Test #2: Modify the sim_net() function so that $A_i(T)$ (total overall arrivals to node $i$ over the whole time horizon $T$) is also recorded. Then by computing $A_i(T)/T$ you should get values that agree with (or are near) $\lambda_i$. Note that changing $c_s$ should not affect this - so try for various settings of $c_s$.

Test #3: See the long term proportion of time on for each server is at $R$ when you set various values for $R$.

Test #4: See qualitatively that as you decrease $R$ mean queue lengths tend to grow. Do this for networks where you adjust the arrival rate via set_scenario so that the networks are still stable. Note that even if they are stable, lower values of $R$ should increase mean queue lengths.

These tests may be placed in your test folder. For them to be automatic you would require thresholds as they are statistical (noisy tests). So making the tests automatic is not required, but only optional.

Tip: Implement this main task one step at a time. For example start without $c_s$ and with fully reliable networks.
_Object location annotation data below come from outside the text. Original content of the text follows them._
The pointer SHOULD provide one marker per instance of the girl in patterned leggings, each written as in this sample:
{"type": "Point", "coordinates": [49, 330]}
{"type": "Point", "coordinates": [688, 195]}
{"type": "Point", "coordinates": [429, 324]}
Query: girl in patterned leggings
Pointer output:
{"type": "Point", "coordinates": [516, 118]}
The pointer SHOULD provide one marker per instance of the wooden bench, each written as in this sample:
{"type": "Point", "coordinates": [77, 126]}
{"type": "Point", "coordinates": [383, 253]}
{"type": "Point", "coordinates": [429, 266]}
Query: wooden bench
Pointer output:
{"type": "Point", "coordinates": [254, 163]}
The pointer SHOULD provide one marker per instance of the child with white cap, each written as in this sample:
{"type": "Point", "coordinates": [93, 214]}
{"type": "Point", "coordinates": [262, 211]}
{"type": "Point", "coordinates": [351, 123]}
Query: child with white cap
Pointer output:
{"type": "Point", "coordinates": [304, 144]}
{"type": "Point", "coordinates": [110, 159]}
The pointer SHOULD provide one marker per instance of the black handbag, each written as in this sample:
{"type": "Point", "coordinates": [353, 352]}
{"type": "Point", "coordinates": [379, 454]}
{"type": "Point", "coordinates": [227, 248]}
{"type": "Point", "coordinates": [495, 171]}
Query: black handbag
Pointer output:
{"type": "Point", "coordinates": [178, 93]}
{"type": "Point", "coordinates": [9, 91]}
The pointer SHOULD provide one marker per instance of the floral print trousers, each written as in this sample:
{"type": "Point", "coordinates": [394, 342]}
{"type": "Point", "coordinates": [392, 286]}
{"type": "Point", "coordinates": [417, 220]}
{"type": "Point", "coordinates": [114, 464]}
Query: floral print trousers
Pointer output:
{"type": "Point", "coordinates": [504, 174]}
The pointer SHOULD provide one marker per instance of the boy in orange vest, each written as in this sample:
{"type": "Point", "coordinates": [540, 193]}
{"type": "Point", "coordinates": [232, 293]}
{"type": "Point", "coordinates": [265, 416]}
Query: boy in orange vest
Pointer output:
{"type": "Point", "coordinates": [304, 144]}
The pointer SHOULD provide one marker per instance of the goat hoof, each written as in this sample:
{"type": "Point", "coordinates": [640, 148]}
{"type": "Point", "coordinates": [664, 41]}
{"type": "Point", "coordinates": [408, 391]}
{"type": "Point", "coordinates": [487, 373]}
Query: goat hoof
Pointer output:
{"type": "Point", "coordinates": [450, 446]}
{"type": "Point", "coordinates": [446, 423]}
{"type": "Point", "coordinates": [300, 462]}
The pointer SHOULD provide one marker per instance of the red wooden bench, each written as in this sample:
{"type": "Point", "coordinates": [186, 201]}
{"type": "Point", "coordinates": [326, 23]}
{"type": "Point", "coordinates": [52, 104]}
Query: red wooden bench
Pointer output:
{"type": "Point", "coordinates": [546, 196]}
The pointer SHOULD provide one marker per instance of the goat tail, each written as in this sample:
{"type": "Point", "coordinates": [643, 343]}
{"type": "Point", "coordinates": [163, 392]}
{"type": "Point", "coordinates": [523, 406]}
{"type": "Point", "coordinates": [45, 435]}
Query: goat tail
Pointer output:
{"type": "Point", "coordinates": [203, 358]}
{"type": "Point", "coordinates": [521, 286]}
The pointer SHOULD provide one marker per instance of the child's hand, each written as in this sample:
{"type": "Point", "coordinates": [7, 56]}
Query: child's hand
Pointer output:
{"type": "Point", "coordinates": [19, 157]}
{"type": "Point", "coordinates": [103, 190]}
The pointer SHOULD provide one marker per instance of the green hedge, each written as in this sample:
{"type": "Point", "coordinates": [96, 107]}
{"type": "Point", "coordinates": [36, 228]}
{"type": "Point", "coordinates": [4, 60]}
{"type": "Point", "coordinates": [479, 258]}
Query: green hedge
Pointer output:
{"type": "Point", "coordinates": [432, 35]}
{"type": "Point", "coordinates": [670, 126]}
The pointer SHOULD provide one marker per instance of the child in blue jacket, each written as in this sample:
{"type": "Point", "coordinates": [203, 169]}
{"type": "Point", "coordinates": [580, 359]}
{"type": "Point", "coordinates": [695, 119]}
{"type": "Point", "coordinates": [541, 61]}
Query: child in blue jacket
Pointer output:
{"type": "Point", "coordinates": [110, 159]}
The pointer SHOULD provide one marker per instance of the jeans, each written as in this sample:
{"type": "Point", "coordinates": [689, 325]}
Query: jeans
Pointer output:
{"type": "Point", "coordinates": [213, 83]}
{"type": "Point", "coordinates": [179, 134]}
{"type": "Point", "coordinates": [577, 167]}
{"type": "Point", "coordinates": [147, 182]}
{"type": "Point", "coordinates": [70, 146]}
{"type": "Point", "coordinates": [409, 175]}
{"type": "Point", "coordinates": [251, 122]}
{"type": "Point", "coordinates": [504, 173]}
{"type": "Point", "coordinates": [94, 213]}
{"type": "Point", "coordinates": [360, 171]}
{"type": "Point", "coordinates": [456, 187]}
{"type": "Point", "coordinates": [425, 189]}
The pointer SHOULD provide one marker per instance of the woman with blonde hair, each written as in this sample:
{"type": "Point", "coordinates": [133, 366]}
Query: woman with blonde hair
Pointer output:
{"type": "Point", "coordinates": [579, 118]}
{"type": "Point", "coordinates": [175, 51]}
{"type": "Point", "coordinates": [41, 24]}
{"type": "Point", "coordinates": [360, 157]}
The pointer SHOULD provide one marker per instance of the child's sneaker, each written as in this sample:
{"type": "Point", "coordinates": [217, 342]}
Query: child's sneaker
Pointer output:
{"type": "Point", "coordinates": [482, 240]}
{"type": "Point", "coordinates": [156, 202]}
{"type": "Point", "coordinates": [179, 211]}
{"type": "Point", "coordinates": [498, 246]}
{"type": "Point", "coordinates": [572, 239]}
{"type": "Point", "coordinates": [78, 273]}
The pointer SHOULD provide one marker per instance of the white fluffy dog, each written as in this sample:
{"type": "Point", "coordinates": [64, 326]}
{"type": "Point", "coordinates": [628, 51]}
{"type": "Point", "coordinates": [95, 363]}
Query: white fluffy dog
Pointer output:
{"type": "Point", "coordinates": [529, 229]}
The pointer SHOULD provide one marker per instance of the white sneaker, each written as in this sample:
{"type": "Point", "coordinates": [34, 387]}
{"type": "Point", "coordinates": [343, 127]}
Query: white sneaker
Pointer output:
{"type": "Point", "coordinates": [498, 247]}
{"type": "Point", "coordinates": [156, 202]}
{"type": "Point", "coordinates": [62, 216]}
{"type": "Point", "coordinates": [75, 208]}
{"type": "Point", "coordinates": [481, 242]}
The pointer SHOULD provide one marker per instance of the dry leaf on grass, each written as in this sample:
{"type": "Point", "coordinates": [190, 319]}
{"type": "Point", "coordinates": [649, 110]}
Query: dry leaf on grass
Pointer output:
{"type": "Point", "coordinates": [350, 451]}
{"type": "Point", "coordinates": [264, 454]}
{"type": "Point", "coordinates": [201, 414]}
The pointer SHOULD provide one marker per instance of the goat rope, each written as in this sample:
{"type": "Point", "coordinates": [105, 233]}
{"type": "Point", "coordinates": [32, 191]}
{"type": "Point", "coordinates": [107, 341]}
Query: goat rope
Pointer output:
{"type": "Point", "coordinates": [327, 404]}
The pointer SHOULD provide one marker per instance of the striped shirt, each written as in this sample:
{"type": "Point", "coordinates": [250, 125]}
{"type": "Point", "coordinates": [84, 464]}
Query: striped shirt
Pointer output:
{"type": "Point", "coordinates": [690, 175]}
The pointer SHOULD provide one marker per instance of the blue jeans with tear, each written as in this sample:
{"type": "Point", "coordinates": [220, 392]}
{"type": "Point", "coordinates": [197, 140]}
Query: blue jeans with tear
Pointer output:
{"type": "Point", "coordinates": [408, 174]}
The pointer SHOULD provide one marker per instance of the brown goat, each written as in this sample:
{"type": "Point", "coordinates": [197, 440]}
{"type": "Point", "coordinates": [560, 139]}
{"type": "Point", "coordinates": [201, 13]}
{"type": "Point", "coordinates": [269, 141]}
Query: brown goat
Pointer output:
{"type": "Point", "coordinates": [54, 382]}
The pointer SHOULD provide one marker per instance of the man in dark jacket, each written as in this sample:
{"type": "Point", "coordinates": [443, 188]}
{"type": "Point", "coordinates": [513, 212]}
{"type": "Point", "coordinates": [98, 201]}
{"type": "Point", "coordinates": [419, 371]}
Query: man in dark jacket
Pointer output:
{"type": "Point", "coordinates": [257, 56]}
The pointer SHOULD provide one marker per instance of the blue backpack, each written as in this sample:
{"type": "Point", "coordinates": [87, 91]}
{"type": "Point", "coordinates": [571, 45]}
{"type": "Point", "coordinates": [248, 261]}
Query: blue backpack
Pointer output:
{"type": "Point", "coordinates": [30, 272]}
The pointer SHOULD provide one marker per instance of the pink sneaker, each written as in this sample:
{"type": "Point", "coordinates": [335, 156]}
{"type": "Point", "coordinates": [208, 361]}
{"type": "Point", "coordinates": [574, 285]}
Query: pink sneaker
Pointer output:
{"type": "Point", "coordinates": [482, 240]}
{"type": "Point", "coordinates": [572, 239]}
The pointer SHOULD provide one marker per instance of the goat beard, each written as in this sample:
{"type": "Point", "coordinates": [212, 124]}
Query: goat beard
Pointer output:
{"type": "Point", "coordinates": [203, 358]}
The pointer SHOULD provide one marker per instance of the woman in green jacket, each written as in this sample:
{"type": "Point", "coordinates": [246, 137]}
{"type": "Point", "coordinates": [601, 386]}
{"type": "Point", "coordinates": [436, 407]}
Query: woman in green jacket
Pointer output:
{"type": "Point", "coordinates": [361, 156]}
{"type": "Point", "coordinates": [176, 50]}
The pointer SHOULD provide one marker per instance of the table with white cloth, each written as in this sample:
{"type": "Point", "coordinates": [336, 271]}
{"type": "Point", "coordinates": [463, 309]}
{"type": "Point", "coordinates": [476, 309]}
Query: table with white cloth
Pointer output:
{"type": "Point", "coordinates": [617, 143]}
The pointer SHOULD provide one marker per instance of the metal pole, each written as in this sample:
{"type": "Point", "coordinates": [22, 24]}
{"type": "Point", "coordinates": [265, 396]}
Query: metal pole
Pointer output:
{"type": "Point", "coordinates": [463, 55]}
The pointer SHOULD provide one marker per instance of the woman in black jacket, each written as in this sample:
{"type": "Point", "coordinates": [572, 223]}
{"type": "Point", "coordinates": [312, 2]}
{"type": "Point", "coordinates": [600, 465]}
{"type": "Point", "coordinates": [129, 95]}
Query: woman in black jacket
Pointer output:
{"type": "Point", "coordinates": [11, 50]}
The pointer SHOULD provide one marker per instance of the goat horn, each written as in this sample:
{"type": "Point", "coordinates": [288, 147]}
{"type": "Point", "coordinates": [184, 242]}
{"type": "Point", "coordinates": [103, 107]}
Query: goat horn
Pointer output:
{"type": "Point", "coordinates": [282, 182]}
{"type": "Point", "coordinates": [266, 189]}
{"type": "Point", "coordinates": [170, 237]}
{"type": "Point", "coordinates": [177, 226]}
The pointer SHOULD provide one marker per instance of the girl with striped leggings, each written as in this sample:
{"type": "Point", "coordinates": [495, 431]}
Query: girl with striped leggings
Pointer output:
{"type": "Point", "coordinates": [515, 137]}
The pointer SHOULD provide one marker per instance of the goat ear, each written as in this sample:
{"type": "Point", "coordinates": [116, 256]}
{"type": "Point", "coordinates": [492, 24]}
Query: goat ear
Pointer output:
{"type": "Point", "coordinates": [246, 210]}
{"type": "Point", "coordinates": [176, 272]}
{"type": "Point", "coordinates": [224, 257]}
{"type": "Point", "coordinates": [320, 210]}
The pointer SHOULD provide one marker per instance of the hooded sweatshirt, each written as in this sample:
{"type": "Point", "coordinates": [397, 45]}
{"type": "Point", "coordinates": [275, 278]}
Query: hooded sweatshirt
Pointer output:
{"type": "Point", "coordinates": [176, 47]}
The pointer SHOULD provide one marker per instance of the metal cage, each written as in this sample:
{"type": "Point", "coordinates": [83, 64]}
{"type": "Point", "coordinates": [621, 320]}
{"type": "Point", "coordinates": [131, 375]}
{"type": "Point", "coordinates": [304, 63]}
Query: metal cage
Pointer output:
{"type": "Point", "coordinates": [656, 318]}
Then add more components until you get the full functionality.

Task 4: Analysis of the Effect of $c_s$ and $R$ on Queue Sizes (15pts)

Now run further simulations for the same grid of $\rho^*$ but for $c_s \in \{0.1, 0.5, 1.0, 2.0, 4.0\}$ and $R \in \{0.25,0.75,1.0\}$. Specifically use $c_s = 0.5$ for all combinations of $R$ and use $R=0.75$ for all combinations of $c_s$. Use these simulations to add plots of the estimated mean total queue length as a function of $\rho^*$. For each scenario create two plots where the $x-axis$ is always $\rho^*$. In one plot you will vary $c_s$ and in the other plot you will vary $R$. We expect to see that as $c_s$ increases or as $R$ decreases the curves shift up. This is because more variability in the system increases queueing phenomena. Make sure the legend is properly marked and placed on each plot and that you have an easy script to create all plots.

Tip: Start with short simulation runs to make sure your plots are well formatted. Then once formatting is complete, go for longer runs to decrease the variance of the estimated curves. Note that in each case you will use a grid of $\rho^*$, so there are many (e.g. 100) simulation runs per curve.

Task 5: Sojourn Time Distributions (10pts)

Note: This final task requires a significant amount of coding (not proportional to the point weighting) and testing on top of the other tasks.

Now create another parallel simulation module wrapped via a function sim_net_customers(). In contrast to the simulation engine you created before, this simulation engine keeps track of each of the customers in the system. One way to do this is to use a Queue data structure from DataStructures.jl in a way somewhat similar manner this basic example. Then each node will have a queue of customers implemented via Queue and each customer may have a time-stamp of the time of arrival to the system and time of departure.

Your goal is now to consider each of the scenarios and for each one to estimate Q1, the median, and Q3 of the sojourn time in the system (this is the time a customer spends in the system) when $\rho^* = 0.8$ and $c_s \in \{0.5, 1.0, 2.0\}$.

Place the results in a neatly formatted table. Optionally run multiple runs per setting to obtain error bounds for your estimates.